Cecilia Tang, sell-side client coverage at FTSE Russell, said the firm’s core role of providing investable underlying exposure remains unchanged, but that a growing share of demand now sits in customisation.

“The objective here is to ensure the underlying exposure is not just investable but also efficient from a hedging perspective,” said Tang. “Then on top of that, we can tailor make and customize solutions, so using techniques like decrement, rolling features, thematic basket, or different option strategies like autocallable.”

Celia Tang, FTSE Russell

FTSE Russell is developing index-based autocallable strategies that replicate a basket of hypothetical autocallable notes. These quantitative investment strategies (QIS) have taken off in the US market through ETFs over the last 12 months, as SRP reported.

She also pointed to the nascent index universal life (IUL) insurance markets in Singapore, Hong Kong and Taiwan as an example of how regulatory and investor preferences can diverge sharply across jurisdictions that sit close together geographically.

Global X, which launched Hong Kong’s first covered call ETF in February 2024, used historical back-testing across US, Hong Kong, Taiwanese, South Korean and UK benchmarks to identify Hong Kong as “offering the highest at-the-money monthly option premium (27%) of the markets studied”, according to Emily Wu (pictured), senior institutional sales for the American ETF provider owned by Korea’s Mirae Asset.

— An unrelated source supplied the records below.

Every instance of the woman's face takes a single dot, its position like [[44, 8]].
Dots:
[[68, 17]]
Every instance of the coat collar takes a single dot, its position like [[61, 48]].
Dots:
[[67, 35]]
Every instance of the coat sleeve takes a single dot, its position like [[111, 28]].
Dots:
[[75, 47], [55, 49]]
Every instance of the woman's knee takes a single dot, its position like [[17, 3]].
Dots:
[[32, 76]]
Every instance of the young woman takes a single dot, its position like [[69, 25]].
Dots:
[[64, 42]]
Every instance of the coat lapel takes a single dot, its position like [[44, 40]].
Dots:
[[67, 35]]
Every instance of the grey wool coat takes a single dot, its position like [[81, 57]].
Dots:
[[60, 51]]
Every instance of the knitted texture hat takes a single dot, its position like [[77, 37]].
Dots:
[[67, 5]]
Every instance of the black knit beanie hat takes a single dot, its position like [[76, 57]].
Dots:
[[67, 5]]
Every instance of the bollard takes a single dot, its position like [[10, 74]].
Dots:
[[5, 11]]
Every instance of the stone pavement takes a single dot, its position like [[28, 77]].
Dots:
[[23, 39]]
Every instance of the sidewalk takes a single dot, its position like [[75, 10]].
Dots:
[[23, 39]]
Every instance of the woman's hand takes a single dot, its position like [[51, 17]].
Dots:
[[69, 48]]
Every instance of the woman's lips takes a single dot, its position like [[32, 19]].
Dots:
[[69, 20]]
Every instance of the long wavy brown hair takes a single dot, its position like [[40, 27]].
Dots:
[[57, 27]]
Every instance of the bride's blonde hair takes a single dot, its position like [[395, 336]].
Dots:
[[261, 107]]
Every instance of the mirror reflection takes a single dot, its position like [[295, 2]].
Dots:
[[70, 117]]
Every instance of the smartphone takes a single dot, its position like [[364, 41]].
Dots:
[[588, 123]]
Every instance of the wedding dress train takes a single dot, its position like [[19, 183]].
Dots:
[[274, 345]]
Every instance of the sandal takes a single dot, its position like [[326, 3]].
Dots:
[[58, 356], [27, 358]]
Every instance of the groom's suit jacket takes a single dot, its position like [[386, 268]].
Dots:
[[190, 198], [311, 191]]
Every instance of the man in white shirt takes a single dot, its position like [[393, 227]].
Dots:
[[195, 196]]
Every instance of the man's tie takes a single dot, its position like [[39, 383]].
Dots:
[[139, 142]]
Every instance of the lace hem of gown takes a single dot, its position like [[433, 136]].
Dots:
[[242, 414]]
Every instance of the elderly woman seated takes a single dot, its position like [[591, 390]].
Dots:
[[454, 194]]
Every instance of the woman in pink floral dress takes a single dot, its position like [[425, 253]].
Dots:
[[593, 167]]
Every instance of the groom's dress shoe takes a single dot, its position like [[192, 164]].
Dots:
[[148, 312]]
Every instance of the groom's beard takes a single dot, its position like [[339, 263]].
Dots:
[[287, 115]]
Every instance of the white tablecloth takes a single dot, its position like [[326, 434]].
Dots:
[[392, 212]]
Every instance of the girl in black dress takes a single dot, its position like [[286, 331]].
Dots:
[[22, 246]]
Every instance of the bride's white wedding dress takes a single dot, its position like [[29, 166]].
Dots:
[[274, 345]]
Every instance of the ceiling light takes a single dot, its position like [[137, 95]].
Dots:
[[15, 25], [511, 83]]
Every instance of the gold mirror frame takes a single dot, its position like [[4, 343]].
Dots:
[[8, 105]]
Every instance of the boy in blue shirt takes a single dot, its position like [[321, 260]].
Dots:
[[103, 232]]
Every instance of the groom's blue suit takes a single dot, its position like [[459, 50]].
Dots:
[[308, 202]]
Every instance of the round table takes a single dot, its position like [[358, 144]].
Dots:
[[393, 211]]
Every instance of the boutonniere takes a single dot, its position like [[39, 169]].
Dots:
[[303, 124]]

“Investor appetite is now shifting toward downside-protected and partial-coverage strategies,” she said, citing specific demand for an Apac semiconductor supply chain index, spanning Korea, Taiwan, Japan and China, which is structured with 30–50% option coverage rather than full coverage, allowing investors to retain a larger share of upside participation in exchange for a smaller income component.

Volatility control moves intraday

On risk management, Tang said FTSE Russell has moved beyond legacy end-of-day volatility control mechanisms, which typically carried a one-to-two-day implementation lag, toward intraday volatility control across its Russell and Asia-focused benchmark families.

Left to right: Josafin Fu, SRP;  Emily Wu, Mirae Asset; and Cecilia Tang, FTSE Russell

“What matters is how the index behaves across the whole market cycle, including drawdowns, volatility spikes and regime transitions,” she said. “Traditionally we were doing end-of-day vol control with a one-to-two-day lag because of implementation, but today we can calculate intraday volatility control. It helps us react to changing market conditions more precisely."

On multi-asset indices, Tang said FTSE Russell now extends beyond traditional fixed-weight equity, bond and commodity allocations to include digital assets, and is developing macro-signal-driven dynamic allocation indices using both third-party and in-house research inputs.

AI and Tokenisation

Asked where their firms would prioritise investment over the next two years, Wu pointed to AI-driven investor education tools to scale product explanation for retail audiences, while Tang named macro-allocation research and AI-powered thematic signals as parallel priorities.

Tang also flagged tokenisation as an emerging area, noting FTSE Russell already maintains an on-chain flagship benchmark and is in discussions with crypto exchanges on further index tokenisation projects.

Left to right: Josafin Fu, SRP;  Emily Wu, Mirae Asset; and Cecilia Tang, FTSE Russell

“The capability we earnestly need is using AI content or AI technology to let issuers educate investors at scale,” Wu said. “This includes visualising what the product and structure look like, what the investment outcome will be, and why you should use an ETF as your allocation tool to massively educate retail when we launch more innovative products next year.”

During the session, a poll finds that macro and AI had emerged as the audience’s top two priorities.

“At the end of the day there are different needs in the market — some prefer a simpler story, some prefer a complex one,” said Tang.